01-26-2015 09:37 AM - edited 03-19-2019 09:05 AM
Saw a few posts and documents relating to this issue but they don't match up perfectly with my particular scenario. Basically, the customer could no longer log into the Unity Pub so we had to do a rebuild as nothing was working. The sub took over as it should, a co-worker rebuilt their Pub and the split-brained effect never went away. In, fact they arn't communicating at all almost a week later. Here are the things I've checked so far:
DB and Replication Services: ALL RUNNING
Cluster Replication State: Only available on the PUB
DB Version: ccm9_1_1_10000_11
Repltimeout set to: 300s
PROCESS option set to: 1
Cluster Detailed View from XXXXX-UCXN02 (2 Servers):
PING CDR Server REPL. DBver& REPL. REPLICATION SETUP
SERVER-NAME IP ADDRESS (msec) RPC? (ID) & STATUS QUEUE TABLES LOOP? (RTMT)
----------- ------------ ------ ---- -------------- ----- ------- ----- -----------------
XXXXX-UCXN01 10.200.9.21 0.575 Yes (2) Connected 0 match Yes (2)

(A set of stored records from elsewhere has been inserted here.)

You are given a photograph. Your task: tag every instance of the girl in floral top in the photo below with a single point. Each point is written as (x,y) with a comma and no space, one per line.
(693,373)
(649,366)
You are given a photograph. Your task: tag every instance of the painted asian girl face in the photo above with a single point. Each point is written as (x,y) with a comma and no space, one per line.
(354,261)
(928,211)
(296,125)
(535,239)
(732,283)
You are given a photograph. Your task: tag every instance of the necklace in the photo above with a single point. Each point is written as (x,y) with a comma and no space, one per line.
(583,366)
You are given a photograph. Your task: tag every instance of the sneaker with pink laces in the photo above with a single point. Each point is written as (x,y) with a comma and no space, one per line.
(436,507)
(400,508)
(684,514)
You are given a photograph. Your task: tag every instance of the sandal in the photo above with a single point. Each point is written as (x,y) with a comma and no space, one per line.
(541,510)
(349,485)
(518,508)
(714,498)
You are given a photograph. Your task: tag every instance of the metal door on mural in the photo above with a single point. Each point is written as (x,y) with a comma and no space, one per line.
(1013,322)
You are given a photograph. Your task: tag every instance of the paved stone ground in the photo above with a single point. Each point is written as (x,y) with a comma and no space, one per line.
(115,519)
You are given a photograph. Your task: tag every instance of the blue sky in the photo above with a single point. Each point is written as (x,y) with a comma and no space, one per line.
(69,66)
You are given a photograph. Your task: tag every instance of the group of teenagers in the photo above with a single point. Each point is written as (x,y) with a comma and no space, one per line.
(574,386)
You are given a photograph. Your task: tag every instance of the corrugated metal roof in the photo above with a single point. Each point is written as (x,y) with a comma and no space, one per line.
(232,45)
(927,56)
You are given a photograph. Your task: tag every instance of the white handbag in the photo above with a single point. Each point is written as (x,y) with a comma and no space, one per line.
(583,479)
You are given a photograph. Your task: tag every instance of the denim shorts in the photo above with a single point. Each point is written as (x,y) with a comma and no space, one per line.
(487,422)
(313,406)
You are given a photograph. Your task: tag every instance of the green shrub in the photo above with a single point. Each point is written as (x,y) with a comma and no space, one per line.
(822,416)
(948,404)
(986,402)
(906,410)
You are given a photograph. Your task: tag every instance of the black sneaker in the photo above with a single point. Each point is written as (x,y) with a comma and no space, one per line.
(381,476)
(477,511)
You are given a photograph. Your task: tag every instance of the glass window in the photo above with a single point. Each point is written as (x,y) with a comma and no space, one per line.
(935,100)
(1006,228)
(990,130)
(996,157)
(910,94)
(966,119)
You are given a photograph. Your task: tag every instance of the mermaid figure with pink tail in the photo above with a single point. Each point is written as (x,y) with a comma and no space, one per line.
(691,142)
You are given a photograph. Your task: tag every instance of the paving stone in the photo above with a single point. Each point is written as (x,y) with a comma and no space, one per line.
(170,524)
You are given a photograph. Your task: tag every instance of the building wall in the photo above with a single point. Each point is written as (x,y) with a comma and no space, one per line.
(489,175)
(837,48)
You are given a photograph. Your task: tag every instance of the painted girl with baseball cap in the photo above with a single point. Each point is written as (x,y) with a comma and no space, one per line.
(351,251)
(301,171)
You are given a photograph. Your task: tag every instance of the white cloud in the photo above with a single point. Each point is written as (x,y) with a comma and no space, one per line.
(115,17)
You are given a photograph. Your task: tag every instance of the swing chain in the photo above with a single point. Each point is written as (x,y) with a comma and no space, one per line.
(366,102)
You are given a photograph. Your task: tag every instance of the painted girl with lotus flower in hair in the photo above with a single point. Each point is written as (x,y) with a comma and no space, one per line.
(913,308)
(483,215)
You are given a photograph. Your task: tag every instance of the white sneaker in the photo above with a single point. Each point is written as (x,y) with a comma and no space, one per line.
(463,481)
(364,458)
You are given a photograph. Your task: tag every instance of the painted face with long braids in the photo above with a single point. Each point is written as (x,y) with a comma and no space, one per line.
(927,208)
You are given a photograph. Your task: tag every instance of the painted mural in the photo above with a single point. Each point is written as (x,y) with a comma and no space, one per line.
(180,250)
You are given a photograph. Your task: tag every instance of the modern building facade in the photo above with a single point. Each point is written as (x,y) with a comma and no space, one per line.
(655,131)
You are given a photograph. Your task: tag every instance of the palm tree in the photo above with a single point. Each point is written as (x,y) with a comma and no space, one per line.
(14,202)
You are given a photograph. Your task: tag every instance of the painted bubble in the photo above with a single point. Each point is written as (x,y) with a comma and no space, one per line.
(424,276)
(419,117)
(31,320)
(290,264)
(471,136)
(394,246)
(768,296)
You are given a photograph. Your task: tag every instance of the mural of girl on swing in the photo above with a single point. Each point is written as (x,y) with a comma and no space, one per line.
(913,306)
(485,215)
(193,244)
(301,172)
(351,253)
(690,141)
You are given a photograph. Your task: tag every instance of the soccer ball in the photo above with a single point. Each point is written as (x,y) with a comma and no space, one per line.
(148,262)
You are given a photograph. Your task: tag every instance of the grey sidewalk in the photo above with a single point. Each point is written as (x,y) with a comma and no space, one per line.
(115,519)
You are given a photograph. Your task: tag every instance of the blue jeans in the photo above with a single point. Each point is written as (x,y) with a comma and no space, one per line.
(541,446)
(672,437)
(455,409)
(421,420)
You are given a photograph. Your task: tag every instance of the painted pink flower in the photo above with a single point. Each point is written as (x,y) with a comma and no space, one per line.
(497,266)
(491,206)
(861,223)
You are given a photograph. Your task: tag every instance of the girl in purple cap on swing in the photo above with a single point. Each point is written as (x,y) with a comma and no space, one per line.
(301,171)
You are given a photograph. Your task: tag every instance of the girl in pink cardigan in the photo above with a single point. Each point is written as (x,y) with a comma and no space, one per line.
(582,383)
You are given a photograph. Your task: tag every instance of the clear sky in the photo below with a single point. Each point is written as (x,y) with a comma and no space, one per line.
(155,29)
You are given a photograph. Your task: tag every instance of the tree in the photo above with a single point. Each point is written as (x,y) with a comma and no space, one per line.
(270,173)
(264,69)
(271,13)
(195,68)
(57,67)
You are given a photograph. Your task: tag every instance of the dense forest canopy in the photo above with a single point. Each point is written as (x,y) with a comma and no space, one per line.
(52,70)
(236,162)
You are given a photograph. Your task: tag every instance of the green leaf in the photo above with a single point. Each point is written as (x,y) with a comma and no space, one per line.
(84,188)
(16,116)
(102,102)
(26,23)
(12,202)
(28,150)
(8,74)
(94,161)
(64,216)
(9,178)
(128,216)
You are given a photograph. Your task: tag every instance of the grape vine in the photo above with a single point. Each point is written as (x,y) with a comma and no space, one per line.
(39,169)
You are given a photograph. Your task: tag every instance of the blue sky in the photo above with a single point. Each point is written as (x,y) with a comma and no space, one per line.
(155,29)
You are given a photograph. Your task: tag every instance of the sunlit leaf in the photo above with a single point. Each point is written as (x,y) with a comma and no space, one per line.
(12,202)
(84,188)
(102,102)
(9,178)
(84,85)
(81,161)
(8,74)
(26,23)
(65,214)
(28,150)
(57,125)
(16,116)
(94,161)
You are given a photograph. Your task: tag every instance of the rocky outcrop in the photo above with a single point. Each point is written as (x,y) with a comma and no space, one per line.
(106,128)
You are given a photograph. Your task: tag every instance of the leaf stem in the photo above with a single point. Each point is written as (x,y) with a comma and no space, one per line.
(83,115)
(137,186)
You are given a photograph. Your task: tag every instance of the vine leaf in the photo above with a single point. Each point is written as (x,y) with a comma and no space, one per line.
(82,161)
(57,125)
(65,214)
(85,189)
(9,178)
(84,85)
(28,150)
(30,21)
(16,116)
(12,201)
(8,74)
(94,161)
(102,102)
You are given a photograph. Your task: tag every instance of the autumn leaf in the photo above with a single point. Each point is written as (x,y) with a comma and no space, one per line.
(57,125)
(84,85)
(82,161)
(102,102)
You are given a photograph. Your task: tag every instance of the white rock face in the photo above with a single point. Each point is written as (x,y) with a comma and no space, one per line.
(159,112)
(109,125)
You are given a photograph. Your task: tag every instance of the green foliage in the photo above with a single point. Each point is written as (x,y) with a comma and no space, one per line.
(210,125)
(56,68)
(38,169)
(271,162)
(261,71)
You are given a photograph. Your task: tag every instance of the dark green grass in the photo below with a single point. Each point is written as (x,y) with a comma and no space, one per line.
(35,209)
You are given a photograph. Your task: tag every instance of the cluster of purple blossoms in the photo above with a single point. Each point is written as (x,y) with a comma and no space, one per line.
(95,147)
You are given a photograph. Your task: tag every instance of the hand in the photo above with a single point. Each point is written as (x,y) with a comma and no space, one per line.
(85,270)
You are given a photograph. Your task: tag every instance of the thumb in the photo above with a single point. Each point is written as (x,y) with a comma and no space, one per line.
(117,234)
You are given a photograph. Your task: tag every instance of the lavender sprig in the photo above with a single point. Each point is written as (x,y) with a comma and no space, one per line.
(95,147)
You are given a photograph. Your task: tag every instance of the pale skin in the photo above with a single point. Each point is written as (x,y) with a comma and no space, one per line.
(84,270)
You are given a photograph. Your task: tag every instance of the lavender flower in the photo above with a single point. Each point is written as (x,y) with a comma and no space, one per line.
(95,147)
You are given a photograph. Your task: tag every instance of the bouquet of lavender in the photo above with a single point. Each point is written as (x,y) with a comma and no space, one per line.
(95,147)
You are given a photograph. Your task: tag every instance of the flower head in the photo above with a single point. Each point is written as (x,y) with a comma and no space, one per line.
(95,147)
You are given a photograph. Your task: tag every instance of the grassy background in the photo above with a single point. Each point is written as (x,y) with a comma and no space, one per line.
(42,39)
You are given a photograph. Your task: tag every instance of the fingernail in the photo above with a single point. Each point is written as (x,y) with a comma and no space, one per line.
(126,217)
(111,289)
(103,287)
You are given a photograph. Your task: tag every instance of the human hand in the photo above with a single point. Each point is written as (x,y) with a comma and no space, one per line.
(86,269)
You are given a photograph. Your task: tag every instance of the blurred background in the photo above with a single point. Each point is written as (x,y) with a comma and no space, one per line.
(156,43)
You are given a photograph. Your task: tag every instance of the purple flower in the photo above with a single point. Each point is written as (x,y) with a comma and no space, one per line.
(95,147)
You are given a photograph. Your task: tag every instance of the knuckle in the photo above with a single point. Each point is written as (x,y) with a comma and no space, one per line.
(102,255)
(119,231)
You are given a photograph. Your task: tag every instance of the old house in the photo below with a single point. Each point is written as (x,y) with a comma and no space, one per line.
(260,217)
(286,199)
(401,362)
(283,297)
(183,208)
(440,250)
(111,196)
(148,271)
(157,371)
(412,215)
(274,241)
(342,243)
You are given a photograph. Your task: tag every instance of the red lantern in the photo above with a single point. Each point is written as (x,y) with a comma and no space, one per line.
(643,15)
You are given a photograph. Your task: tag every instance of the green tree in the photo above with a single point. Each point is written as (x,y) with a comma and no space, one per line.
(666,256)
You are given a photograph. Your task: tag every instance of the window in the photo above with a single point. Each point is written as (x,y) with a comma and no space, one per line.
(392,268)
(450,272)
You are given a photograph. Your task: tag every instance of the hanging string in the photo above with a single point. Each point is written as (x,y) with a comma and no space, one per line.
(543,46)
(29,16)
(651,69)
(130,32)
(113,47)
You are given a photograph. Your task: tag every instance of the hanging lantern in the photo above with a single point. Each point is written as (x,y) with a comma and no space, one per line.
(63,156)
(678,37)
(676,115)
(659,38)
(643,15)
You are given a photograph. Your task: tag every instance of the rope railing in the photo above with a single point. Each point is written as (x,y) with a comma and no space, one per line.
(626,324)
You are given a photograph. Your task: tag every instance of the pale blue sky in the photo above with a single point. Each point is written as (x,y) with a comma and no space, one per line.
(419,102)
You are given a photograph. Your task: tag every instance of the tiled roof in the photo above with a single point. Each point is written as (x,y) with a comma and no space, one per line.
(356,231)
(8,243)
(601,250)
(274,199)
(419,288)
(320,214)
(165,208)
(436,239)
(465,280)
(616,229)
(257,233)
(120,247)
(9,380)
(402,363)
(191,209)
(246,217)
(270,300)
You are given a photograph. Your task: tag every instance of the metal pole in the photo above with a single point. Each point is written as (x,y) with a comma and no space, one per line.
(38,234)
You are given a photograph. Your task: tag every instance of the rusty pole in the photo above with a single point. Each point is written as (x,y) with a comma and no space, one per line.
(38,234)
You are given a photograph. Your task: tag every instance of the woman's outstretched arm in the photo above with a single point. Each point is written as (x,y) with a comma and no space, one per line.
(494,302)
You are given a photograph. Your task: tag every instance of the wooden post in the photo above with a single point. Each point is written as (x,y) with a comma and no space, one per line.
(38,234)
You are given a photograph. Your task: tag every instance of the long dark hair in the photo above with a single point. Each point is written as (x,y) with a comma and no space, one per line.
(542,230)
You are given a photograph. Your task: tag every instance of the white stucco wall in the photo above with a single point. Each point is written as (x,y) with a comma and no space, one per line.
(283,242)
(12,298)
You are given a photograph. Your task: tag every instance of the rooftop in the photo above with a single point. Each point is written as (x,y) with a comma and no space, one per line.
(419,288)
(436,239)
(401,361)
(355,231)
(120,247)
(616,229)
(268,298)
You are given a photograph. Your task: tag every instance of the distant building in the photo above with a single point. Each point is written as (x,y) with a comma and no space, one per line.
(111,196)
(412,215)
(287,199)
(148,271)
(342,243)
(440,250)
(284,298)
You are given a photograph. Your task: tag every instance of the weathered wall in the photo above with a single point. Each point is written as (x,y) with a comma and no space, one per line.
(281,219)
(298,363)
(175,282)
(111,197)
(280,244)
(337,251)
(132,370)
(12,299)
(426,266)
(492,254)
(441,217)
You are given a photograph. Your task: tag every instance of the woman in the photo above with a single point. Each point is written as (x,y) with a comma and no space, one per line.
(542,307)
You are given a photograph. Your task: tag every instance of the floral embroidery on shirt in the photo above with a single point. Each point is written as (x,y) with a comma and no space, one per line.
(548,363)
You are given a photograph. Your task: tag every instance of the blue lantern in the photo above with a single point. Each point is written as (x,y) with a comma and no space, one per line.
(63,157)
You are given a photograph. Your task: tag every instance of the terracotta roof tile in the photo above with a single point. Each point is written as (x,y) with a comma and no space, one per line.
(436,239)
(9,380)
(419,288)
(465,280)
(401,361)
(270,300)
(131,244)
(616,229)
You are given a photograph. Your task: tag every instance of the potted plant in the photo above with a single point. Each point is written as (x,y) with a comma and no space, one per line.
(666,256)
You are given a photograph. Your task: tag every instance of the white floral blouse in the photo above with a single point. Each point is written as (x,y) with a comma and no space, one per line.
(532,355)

XXXXX-UCXN02 10.103.9.22 0.067 Yes (3) Connected 0 match Yes (2)
(Pubs perspective)
DB and Replication Services: ALL RUNNING
DB CLI Status: No other dbreplication CLI is running...
Cluster Replication State: BROADCAST SYNC Completed on 1 servers at: 2015-01-23-17-19
Last Sync Result: SYNC COMPLETED 603 tables sync'ed out of 603
Sync Errors: NO ERRORS
DB Version: ccm9_1_1_10000_11
Repltimeout set to: 300s
PROCESS option set to: 1
Cluster Detailed View from XXXXX-UCXN01 (2 Servers):
PING CDR Server REPL. DBver& REPL. REPLICATION SETUP
SERVER-NAME IP ADDRESS (msec) RPC? (ID) & STATUS QUEUE TABLES LOOP? (RTMT) & details
----------- ------------ ------ ---- -------------- ----- ------- ----- -----------------
XXXXX-UCXN01 10.200.9.21 0.084 Yes (2) Connected 0 match Yes (2) PUB Setup Completed
XXXXX-UCXN02 10.103.9.22 0.663 Yes (3) Connected 0 match Yes (2) Setup Completed
Clusters look good:
admin:show network cluster
10.200.9.21 xxxxx-ucxn01.xxxxx.local xxxxx-ucxn01 Publisher authenticated
10.103.9.22 xxxxx-ucxn02.xxxxx.local xxxxx-ucxn02 Subscriber authenticated using TCP since Fri Jan 23 16:42:15 2015
Server Table (processnode) Entries
----------------------------------
10.200.9.21
10.103.9.22
Successful
Overall, they are in that split-brained mode and working with CUCM but I'm not sure why it hasn't corrected itself. Both the pub and sub have been restarted to no effect.... Any ideas on why this is still happening? I am in the process of pulling logs.
Error shown by CUC at the Admin page after login:
Communication is not functioning correctly between the servers in the Cisco Unity Connection cluster. To review server status for the cluster, go to the Tools > Cluster Management page of Cisco Unity Connection Serviceability.
01-26-2015 12:28 PM
Hi,
Try to make your Sub primary and then switch back to your Pub as primary uning Cisco Unity Connection Serviceability . By doing so, all the required services will restart and synch.
Thanks,
MK
01-26-2015 07:38 PM
I'll give it a shot tomorrow. Since they aren't even communicating with each other I figured that wasn't going to solve anything but at this point anything is fair game. A complete reboot should have also solved this though if that was the case.
01-27-2015 08:48 PM
This ended up not working since the button was greyed out as they can't see each other yet in the CLI DB replication is at (2).... Co-worker ended up building out a new VM for the Pub and Sub using DRS, will see how far he got. This was my problem but ended up getting slammed with about 3 other things that were more important.
01-28-2015 10:54 PM
Check NTP. Ensure Unity is synced to a stable good stratum source - preferably stratum 1,2 or 3.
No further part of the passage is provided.